Nov. 17, 2011 1:14 am
Categories: None

Internal Recruitment Offers Employees Career-Development Opportunities

One major advantage of internal recruitment for open positions in the organization is that it creates opportunities for employee career development within the entity and it also serves as a motivator to drive staff people toward performing at exceptionally high levels. Without such opportunities for advancement, or at least a parallel transfer to another position, there is little incentive, other than money, for employees to be motivated to perform at their highest level.

Internal Recruitment Fuels Employee Engagement with Management

In-house recruitment, moreover, increases the likelihood of employee engagement with management which is so important for individual, sectional, and organizational success. Internal recruitment is essential for retaining highly capable, high performing and loyal staff people over the long-term.

Internal Recruitment can Produce Group Think and Stymie Innovation

There is at least one major downside to internal recruitment, however. That is, it can create group think which can stymie the free flow of ideas and innovation in an organization and can adversely affect the entity’s performance. I found this to be the case at a small private college in Oregon where I worked part-time during my first round of graduate studies some years ago.

Over Homogeneity Creates a Narrow Mindset

Staff people and faculty, in the main, were recruited from key-stakeholder groups, related to the College which caused it to be insular in outlook and stultifying in their unwillingness to consider ideas outside of the mindset which they had had set for years. Fortunately, for the College, they have gained new staff, faculty, and leadership and are now much more dynamic and open minded than they were when I studied and worked there.

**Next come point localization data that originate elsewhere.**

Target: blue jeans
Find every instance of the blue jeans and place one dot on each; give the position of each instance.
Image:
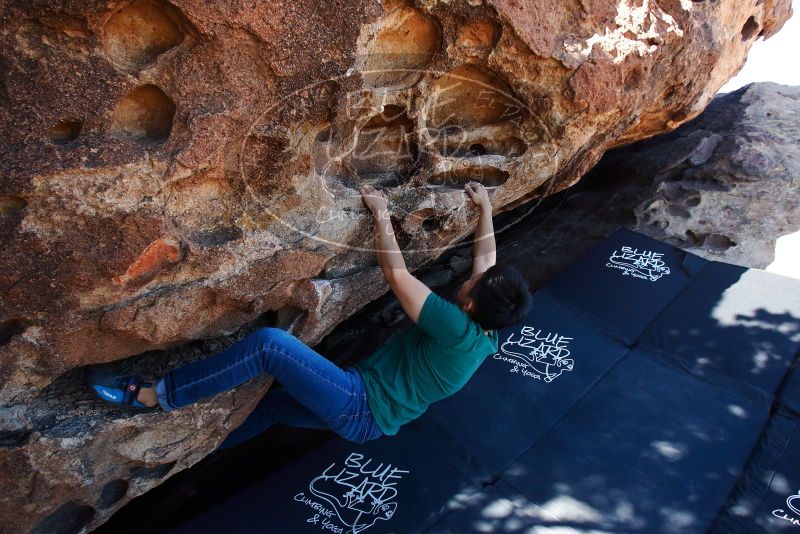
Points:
(316, 392)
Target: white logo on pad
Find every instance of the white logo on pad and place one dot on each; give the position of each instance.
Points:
(353, 497)
(536, 354)
(793, 503)
(644, 264)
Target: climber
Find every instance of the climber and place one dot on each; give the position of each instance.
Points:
(392, 386)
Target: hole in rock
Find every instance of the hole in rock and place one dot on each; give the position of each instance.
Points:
(69, 518)
(288, 316)
(718, 243)
(403, 48)
(144, 114)
(477, 37)
(14, 438)
(216, 237)
(452, 146)
(141, 31)
(384, 149)
(749, 29)
(403, 238)
(11, 208)
(430, 224)
(694, 239)
(469, 96)
(152, 472)
(678, 211)
(64, 132)
(457, 178)
(11, 328)
(477, 149)
(112, 492)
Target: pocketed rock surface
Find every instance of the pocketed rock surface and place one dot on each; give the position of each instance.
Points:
(179, 172)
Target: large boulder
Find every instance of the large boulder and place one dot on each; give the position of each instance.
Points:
(173, 171)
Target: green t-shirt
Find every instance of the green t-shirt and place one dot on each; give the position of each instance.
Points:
(424, 364)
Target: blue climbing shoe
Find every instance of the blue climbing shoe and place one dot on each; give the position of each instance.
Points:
(119, 390)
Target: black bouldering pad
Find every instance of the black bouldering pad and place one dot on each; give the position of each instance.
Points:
(648, 390)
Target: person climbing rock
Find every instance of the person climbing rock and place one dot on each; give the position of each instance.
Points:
(392, 386)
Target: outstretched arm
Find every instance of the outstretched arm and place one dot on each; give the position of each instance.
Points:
(409, 290)
(485, 253)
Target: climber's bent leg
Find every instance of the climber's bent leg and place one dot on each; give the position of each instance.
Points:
(336, 396)
(277, 406)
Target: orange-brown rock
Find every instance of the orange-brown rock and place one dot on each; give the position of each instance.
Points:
(209, 155)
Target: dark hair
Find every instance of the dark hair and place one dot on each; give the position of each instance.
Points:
(500, 298)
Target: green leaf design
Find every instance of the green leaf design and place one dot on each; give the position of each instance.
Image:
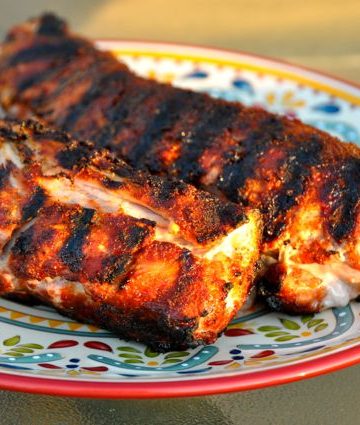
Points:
(171, 361)
(23, 350)
(13, 354)
(150, 353)
(176, 354)
(128, 349)
(133, 361)
(314, 322)
(286, 338)
(306, 318)
(268, 328)
(34, 346)
(290, 324)
(321, 327)
(130, 356)
(277, 333)
(12, 341)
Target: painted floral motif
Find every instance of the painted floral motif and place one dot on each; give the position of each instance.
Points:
(290, 329)
(13, 347)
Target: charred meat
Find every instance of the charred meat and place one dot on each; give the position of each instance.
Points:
(304, 181)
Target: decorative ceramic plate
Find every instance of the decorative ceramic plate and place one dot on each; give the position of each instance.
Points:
(43, 352)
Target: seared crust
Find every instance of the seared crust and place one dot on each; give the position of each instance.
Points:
(75, 234)
(247, 155)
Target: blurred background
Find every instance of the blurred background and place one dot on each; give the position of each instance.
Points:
(322, 34)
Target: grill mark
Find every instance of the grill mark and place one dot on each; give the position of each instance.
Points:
(40, 77)
(256, 144)
(24, 243)
(170, 111)
(102, 85)
(36, 201)
(117, 116)
(185, 277)
(64, 49)
(63, 82)
(7, 134)
(211, 124)
(115, 267)
(52, 26)
(71, 253)
(341, 197)
(4, 175)
(137, 234)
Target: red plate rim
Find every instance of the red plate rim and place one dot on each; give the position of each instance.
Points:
(188, 388)
(193, 387)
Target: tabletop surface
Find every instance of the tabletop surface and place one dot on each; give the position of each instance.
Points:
(322, 34)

External Hires can Make up for a Shortage of Staff

In terms of external recruitment, on the other hand, it can be useful when an organization is understaffed, or unstaffed, in a particular skill set or area. Web-site hosting competencies, for example, may be something that the company has no one on staff who can handle so they’d have to do outside recruiting to attract and hire someone who’d be able to host their web site. Doing so might be considerably less expensive than training someone in-house how to administer the site.

External Recruitment Weakens Employee Motivation to Work at a High Level

One drawback to external recruitment, though, is that it weakens employee incentive to perform at a high level if they know that there is little if any chance of being recruited to higher level positions because all of those jobs would be filled through the medium of outside recruitment.

Internal Recruitment Empowers the Retention of Good-Excellent Employees

On balance, internal recruitment will probably sustain employee loyalty and retention over the long term far better than external recruitment. External recruitment, conversely, may produce a quick “fix” to fill a skill-set gap in the organization but not meet the long-term skill-set needs of the entity.

David M Shedd
November 17, 2011 at 1:25 pm


Well done. Good mix of the pros and cons of internal and external recruitment. I have one thought that might shift the balance a little towards external recruitment. With the rapid change in the world and the required shift (in our slow-growth world) to a focus on customers and sales and marketing as keys to success, many companies that recruit internally remain mired in a world-view more applicable to 2006 than to 2012.